Le plus excessif fut sa conclusion, dans un ton malhonnêtement gaullien : " Comme toujours quand il s'agit de l'abaissement de la France, le parti de l'étranger est à l'œuvre avec sa voix paisible et rassurante. Français, ne l'écoutez pas. C'est l'engourdissement qui précède la paix de la mort.

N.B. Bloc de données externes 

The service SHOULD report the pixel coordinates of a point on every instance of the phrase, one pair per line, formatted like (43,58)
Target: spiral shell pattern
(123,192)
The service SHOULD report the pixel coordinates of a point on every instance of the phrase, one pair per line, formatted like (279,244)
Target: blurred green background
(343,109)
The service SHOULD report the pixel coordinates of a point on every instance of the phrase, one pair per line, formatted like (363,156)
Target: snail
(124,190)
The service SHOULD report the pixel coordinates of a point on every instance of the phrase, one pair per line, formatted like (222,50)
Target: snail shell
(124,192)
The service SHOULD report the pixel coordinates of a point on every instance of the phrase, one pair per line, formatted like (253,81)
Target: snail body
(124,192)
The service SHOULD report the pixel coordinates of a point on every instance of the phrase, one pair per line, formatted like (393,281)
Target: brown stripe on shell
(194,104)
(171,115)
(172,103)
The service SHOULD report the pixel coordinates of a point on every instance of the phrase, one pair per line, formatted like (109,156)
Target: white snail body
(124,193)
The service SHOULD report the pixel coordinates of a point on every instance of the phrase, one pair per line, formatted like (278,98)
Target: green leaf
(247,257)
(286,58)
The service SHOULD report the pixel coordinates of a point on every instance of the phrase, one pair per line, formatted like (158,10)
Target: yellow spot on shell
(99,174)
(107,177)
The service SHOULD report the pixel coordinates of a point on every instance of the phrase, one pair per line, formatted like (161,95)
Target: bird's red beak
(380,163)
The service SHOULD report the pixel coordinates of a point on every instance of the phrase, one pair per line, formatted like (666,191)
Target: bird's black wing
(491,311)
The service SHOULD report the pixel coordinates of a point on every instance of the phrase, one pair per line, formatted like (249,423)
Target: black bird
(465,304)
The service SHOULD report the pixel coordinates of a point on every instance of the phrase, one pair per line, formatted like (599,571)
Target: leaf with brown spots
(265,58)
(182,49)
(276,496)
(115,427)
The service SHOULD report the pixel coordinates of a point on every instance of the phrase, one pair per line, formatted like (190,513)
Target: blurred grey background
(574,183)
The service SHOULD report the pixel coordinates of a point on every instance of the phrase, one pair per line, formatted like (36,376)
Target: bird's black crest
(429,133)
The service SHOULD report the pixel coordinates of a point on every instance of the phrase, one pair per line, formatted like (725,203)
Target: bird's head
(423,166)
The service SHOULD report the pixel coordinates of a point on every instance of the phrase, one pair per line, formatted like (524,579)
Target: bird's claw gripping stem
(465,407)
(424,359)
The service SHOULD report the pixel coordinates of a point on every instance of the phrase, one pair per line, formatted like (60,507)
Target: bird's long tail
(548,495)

Mais comme toujours quand il s'agit de l'honneur de la France, partout des hommes vont se lever pour combattre les partisans du renoncement et les auxiliaires de la décadence. Avec gravité et résolution, je vous appelle dans un grand rassemblement de l'espérance, à un nouveau combat, celui pour la France de toujours et de l'Europe de demain. ". Le texte intégral est lisible ici. Le "parti de l'étranger" faisait bien sûr référence à l'UDF.

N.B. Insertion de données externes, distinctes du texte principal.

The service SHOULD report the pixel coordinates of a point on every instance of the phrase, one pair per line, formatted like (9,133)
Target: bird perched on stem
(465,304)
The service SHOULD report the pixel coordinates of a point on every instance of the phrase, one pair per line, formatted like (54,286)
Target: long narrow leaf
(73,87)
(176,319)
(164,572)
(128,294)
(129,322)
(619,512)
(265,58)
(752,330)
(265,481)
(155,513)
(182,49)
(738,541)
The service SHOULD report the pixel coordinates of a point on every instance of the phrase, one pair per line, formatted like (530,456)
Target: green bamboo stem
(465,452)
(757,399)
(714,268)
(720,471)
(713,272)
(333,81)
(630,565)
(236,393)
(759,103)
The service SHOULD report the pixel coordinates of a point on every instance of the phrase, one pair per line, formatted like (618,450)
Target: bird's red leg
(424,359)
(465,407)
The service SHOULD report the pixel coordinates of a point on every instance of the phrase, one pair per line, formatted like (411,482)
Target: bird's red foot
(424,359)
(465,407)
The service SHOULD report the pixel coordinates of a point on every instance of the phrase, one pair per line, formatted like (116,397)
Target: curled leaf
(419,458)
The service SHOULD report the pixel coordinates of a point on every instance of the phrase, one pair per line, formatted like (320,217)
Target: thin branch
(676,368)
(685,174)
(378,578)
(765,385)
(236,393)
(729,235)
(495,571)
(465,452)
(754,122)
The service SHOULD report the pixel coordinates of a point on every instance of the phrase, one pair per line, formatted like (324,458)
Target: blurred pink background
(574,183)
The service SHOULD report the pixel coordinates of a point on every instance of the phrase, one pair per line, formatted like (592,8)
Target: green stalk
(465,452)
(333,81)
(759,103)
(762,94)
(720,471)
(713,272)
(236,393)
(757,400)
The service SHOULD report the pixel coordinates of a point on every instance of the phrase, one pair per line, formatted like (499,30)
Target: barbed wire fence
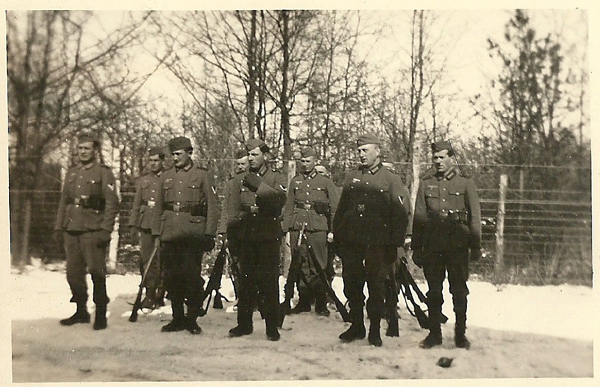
(540,235)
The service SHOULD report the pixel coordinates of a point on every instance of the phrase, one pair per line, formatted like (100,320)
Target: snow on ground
(516,332)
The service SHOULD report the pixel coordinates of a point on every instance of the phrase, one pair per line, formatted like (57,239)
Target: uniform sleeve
(210,193)
(225,208)
(272,199)
(158,208)
(419,219)
(334,199)
(137,204)
(62,206)
(400,210)
(342,207)
(109,191)
(474,215)
(288,209)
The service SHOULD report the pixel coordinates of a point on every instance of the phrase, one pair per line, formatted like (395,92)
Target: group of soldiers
(366,223)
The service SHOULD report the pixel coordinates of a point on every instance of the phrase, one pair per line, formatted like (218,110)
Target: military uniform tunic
(186,212)
(88,204)
(370,223)
(447,223)
(255,219)
(142,217)
(311,203)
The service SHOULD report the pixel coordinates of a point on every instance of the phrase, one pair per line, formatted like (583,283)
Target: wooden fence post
(499,262)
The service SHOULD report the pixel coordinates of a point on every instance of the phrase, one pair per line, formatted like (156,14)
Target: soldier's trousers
(318,241)
(182,260)
(456,264)
(147,241)
(370,264)
(84,256)
(259,281)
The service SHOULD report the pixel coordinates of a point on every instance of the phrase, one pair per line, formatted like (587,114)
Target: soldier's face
(86,152)
(368,155)
(256,158)
(307,164)
(181,157)
(241,165)
(155,163)
(442,161)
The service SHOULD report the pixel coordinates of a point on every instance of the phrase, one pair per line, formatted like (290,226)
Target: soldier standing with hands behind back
(311,204)
(257,199)
(86,215)
(185,223)
(446,235)
(142,218)
(369,225)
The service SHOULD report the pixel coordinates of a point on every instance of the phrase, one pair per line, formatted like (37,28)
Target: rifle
(138,299)
(323,277)
(407,285)
(294,275)
(214,281)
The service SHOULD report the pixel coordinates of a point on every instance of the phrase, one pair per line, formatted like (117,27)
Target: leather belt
(149,203)
(177,207)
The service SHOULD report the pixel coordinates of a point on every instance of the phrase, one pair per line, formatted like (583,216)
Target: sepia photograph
(327,193)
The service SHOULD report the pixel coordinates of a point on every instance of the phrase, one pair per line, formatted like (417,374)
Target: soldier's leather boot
(191,323)
(321,305)
(271,327)
(392,329)
(218,302)
(100,319)
(356,331)
(178,323)
(149,300)
(303,304)
(374,333)
(81,316)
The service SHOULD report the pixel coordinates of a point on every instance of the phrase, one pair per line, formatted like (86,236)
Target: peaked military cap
(307,152)
(87,137)
(241,153)
(442,145)
(156,150)
(257,143)
(179,143)
(368,138)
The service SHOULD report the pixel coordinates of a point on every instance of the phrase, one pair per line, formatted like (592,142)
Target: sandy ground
(516,332)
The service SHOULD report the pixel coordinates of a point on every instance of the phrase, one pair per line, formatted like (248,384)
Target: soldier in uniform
(229,237)
(446,235)
(186,224)
(86,215)
(257,199)
(369,225)
(141,220)
(311,202)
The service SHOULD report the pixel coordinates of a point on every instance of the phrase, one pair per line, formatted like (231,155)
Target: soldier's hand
(58,237)
(209,242)
(103,238)
(134,235)
(252,181)
(474,254)
(419,257)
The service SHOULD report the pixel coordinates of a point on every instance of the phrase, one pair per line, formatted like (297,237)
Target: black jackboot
(81,316)
(100,320)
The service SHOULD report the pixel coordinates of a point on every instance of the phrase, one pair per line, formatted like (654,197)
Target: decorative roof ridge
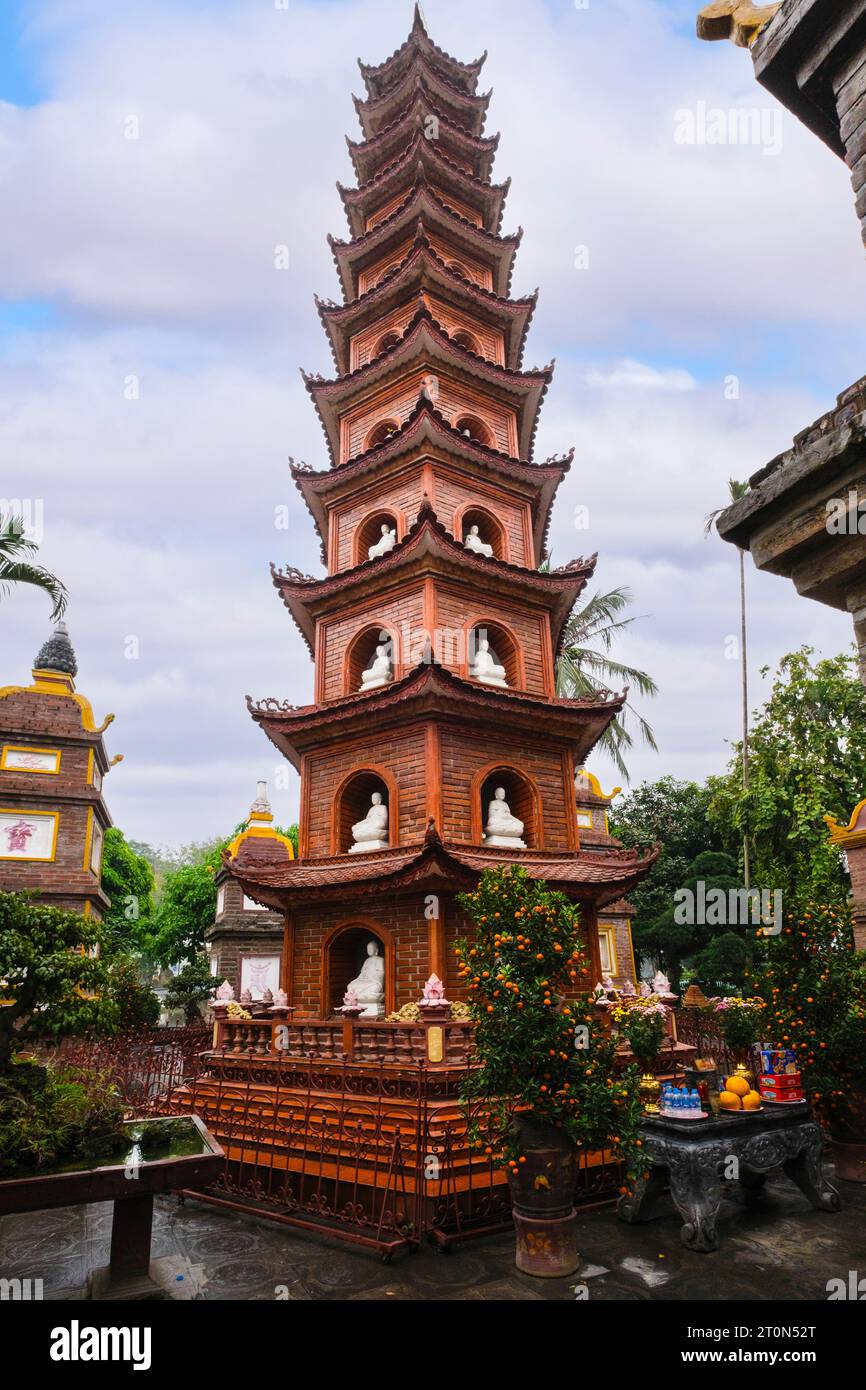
(424,405)
(427,519)
(417,32)
(417,68)
(421,246)
(420,141)
(489,141)
(423,188)
(421,674)
(421,317)
(419,74)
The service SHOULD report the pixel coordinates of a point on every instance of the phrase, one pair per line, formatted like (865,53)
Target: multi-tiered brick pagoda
(434,633)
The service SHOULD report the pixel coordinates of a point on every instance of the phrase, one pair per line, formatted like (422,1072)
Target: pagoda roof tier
(380,77)
(599,879)
(431,690)
(423,271)
(426,344)
(423,160)
(427,434)
(428,548)
(369,156)
(467,110)
(424,207)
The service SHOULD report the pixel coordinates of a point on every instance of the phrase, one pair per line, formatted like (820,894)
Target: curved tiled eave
(431,861)
(431,549)
(424,271)
(424,159)
(370,154)
(380,111)
(426,428)
(380,77)
(424,209)
(424,344)
(431,691)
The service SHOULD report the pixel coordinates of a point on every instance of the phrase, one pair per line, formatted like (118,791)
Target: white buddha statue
(502,830)
(474,542)
(387,542)
(380,670)
(483,667)
(371,833)
(369,990)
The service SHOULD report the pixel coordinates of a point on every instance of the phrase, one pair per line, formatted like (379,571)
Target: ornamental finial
(736,20)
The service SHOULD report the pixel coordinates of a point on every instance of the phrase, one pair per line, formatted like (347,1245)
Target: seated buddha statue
(380,670)
(369,990)
(385,542)
(502,830)
(473,542)
(371,833)
(483,667)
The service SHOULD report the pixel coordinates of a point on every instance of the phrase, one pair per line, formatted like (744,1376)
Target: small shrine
(53,761)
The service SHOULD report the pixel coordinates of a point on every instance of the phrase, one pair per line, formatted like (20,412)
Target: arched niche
(381,431)
(503,648)
(360,653)
(342,955)
(387,341)
(489,528)
(353,801)
(474,428)
(464,339)
(521,795)
(370,531)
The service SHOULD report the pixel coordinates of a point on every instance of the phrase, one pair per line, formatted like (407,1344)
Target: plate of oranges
(738,1096)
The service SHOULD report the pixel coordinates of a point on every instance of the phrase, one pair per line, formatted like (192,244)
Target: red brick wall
(401,752)
(464,755)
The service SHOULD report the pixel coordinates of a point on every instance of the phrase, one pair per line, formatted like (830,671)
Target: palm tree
(585,666)
(17,569)
(736,492)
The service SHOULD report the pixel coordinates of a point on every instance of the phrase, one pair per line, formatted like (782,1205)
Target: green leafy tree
(186,900)
(191,988)
(587,666)
(17,566)
(674,815)
(129,881)
(136,1005)
(542,1055)
(806,759)
(52,980)
(716,950)
(813,984)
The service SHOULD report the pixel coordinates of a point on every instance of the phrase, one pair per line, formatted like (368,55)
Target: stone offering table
(191,1157)
(697,1154)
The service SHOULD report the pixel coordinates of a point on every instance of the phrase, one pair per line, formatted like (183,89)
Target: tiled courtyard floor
(773,1246)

Le problème avec l'excessif, c'est que si le style est plutôt efficace, il est sur le fond inopérant. C'étaient les années 1970, sujettes souvent aux prédictions catastrophiques. Catastrophe sur la décadence de la France ici, mais aussi catastrophe écologique : les premiers écologistes annonçaient qu'il n'y aurait plus de pétrole trente ans plus tard, que la planète serait dévastée quarante ans plus tard etc. Hélas, avec le recul du temps, on voit les prédictions largement erronées, vu qu'on est passé bien au-delà de ces délais (ce qui ne veut pas dire que la planète ne soit pas en danger aujourd'hui, mais alarmer inutilement est largement contreproductif). J'avais visité une exposition très intéressante au Centre Beaubourg de Metz en mai 2016 où étaient présentées de nombreuses affiches alarmistes provenant d'organisations écologistes des années 1970, et leur verdict, s'il faisait peur, était d'autant plus exagéré qu'il était mensonger. On le sait avec le recul du temps.

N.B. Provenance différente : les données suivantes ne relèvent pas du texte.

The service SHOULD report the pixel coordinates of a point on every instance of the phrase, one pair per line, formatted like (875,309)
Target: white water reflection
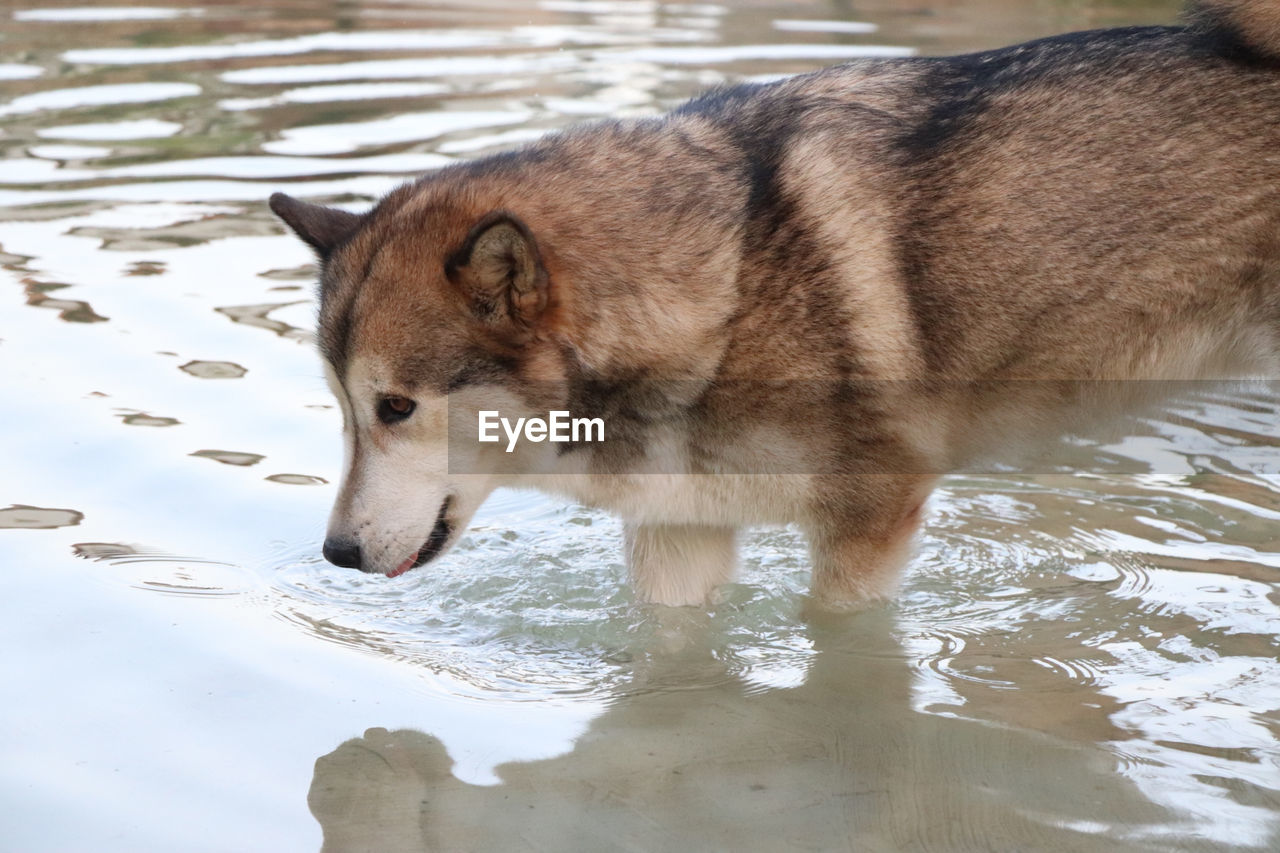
(64,99)
(82,14)
(342,92)
(112,131)
(407,127)
(17,71)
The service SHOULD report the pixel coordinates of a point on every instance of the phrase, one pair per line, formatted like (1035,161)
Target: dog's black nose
(342,552)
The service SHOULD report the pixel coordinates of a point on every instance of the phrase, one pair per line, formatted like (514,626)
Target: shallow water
(1075,662)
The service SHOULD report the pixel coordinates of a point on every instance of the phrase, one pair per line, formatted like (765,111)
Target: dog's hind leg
(860,561)
(679,565)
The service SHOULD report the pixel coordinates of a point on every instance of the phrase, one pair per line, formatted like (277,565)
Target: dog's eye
(394,409)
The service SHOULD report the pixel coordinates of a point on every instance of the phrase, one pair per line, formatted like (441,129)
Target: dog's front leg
(677,564)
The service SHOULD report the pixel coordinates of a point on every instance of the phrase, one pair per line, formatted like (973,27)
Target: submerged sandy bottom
(1077,661)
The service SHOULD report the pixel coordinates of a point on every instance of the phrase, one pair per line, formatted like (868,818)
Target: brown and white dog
(804,301)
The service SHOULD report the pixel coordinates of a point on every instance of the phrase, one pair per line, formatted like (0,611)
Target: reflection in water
(214,369)
(297,479)
(1075,662)
(19,515)
(837,762)
(142,419)
(231,457)
(257,316)
(71,310)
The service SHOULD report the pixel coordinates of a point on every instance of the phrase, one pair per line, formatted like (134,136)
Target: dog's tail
(1247,30)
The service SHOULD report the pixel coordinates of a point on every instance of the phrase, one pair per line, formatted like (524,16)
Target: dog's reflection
(839,762)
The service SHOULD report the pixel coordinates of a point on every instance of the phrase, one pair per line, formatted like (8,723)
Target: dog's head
(428,314)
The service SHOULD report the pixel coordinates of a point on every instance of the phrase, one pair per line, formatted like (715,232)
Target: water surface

Les résultats des élections européennes du 7 juin 1979 furent à la mesure de cet excessif : la liste RPR de Jacques Chirac s'est retrouvée en quatrième position, c'est-à-dire la dernière de celles qui ont obtenu des sièges, avec seulement 16,3% des voix (15 sièges sur 81), derrière la liste UDF de Simone Veil (27,6% des voix et 25 sièges), la liste PS de François Mitterrand (25,5% des voix et 22 sièges) et la liste PCF de Georges Marchais (20,5% des voix et 19 sièges). À noter pour l'anecdote que la liste menée par JJSS ( Jean-Jacques Servan-Schreiber) n'a obtenu que 1,8% des voix, ce qui a conduit JJSS à se retirer de la vie politique et même émigrer aux États-Unis (par ailleurs ruiné puisqu'il avait utilisé toute sa fortune pour soutenir son action politique pendant une dizaine d'années).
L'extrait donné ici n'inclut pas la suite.